A DTM may take the form of a GRID or TIN (triangulated 
irregular network). Spatial resolution of a GRID DTM is 
inherently constrained to cell size — the smaller the cell size, the 
higher the resolution — apart from the quality of the original 
data. However, once generated, the source data are lost and no 
improvement is possible. One can only down-sample a GRID 
DTM (i.e., go to a larger cell size and, thus, lower resolution). 
Creating a new DTM of a smaller cell size out of an existing 
GRID DTM will not increase its spatial resolution. A TIN 
DTM, on the other hand, does not suffer from this constraint 
due to its adaptive nature, although a small elevation tolerance 
may be employed to reduce data quantity in constructing a TIN. 
Many large data providers (USGS, for instance) choose GRID 
for their terrain data, due to its simplicity and relatively small 
storage size. TIN is typically used in places where engineering 
precision is required. Because of its sophisticated structure and 
heavy overhead in storage (in order to keep topology), TIN is 
rarely used to provide and maintain a large amount of terrain 
data. 
Obviously, GRID is preferred if format simplicity and storage 
space are the concerns.

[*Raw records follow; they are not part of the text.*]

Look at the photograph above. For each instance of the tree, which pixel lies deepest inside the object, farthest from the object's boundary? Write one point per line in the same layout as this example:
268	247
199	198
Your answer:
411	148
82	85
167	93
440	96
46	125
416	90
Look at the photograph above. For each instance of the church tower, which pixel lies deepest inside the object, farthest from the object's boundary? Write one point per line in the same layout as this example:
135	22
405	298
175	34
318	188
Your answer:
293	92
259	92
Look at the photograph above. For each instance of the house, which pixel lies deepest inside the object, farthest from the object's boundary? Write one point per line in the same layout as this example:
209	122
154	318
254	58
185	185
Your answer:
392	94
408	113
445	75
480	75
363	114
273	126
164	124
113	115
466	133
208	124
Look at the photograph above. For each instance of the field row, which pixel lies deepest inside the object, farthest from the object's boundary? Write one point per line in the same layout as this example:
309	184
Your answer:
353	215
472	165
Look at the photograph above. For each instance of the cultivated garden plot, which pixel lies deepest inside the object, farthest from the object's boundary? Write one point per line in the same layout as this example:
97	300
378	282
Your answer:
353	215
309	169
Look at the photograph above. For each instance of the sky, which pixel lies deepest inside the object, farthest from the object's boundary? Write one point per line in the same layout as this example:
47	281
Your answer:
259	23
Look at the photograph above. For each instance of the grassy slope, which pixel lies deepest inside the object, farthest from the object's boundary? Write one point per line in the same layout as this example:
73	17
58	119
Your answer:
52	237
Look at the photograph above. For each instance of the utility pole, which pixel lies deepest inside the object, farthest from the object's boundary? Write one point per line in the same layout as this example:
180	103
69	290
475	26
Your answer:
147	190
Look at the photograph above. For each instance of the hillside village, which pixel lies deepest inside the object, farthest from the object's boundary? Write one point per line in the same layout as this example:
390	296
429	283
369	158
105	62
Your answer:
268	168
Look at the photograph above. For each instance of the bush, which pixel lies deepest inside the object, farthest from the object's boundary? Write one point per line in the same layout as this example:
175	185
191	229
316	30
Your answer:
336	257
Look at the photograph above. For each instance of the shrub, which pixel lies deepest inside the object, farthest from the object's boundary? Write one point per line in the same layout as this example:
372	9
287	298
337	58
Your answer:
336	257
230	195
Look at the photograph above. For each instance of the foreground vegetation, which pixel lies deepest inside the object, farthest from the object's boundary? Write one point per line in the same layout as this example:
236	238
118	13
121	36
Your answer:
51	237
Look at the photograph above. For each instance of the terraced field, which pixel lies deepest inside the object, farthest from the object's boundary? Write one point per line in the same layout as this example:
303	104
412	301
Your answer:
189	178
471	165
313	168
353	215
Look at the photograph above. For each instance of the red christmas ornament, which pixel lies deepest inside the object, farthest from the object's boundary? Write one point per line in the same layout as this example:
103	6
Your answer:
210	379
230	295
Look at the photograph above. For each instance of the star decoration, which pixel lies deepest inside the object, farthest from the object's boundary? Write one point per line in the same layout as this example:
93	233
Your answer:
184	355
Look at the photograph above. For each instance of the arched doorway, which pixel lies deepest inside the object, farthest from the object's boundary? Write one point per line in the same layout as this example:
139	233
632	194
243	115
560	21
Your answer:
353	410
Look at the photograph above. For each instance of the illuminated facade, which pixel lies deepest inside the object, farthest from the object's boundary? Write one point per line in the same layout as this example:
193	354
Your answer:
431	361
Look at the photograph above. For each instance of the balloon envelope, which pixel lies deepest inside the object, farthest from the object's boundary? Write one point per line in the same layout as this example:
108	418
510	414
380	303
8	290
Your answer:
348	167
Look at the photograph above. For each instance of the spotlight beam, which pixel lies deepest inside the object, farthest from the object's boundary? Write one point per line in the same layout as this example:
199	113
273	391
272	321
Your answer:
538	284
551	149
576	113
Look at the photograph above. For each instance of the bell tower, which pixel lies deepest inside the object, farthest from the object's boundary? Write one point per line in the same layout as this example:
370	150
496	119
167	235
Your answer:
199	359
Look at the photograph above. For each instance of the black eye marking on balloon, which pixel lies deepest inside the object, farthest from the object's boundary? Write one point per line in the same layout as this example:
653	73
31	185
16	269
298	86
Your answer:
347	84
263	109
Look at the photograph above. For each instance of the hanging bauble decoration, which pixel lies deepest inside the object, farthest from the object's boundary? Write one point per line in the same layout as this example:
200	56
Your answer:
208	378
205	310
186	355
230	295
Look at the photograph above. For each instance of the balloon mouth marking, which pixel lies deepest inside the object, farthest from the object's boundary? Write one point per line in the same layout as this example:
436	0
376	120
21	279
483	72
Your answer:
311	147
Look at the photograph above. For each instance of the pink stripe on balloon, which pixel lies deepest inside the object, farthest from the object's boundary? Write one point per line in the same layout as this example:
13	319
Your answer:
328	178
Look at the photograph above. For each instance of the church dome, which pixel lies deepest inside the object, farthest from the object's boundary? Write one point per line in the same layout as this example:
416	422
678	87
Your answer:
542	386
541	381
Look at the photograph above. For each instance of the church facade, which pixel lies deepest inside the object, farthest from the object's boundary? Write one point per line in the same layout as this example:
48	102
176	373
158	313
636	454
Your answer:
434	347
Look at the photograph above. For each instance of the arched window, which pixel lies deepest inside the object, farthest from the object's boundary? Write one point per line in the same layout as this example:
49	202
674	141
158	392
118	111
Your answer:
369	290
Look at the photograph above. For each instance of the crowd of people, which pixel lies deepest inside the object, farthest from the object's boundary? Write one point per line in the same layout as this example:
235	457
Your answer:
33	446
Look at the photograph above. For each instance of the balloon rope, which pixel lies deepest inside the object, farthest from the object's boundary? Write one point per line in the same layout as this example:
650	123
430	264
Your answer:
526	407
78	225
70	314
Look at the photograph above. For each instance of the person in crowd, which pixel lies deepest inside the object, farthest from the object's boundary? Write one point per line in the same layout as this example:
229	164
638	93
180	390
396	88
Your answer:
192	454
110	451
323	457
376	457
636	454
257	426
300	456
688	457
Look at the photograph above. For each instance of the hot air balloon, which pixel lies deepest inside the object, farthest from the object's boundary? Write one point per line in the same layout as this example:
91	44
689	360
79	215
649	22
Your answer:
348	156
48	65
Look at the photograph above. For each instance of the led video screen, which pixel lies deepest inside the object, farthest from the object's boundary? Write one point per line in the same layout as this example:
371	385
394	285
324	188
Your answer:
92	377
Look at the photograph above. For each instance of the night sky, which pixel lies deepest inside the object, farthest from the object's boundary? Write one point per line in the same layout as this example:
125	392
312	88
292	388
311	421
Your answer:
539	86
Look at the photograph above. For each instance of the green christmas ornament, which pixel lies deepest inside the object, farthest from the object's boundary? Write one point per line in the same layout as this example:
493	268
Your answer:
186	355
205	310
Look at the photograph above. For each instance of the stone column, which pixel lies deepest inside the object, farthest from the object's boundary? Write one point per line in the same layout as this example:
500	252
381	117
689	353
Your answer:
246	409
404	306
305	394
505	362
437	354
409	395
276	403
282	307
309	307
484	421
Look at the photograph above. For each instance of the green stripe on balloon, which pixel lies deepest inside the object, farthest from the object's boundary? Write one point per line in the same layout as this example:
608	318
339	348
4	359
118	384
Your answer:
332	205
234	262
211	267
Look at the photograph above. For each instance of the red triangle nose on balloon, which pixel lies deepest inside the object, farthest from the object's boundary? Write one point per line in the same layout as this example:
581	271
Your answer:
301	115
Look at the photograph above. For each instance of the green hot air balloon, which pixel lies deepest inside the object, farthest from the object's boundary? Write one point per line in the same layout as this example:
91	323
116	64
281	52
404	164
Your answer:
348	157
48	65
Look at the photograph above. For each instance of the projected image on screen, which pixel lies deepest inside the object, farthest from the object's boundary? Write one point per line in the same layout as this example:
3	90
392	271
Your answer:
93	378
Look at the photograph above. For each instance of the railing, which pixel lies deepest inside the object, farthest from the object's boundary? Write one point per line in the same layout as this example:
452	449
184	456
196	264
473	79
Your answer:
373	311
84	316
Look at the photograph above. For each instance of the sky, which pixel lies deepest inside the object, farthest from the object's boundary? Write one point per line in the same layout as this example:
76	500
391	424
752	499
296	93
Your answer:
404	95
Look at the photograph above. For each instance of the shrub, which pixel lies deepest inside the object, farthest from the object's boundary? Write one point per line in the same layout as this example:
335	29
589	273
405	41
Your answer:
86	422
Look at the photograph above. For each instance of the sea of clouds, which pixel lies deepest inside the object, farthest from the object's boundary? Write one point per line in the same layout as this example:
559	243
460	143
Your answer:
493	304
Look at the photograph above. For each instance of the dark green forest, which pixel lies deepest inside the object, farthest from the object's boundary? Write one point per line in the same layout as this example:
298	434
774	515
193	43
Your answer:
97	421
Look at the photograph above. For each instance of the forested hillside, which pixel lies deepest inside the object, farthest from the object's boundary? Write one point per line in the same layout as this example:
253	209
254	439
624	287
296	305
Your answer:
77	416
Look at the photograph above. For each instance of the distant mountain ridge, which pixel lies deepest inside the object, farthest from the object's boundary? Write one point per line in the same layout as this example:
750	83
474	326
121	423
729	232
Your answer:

However, TIN might be a better choice 
if high precision is desirable, especially when terrain skeleton 
information (such as break lines and local extreme points), and 
other structure lines are important to preserve. A hybrid system 
that uses both GRID and TIN may sound like a good solution, if 
only it does not increase the complexity and difficulty in data 
management and updating, as well as in determining when to 
use GRID and when to use TIN.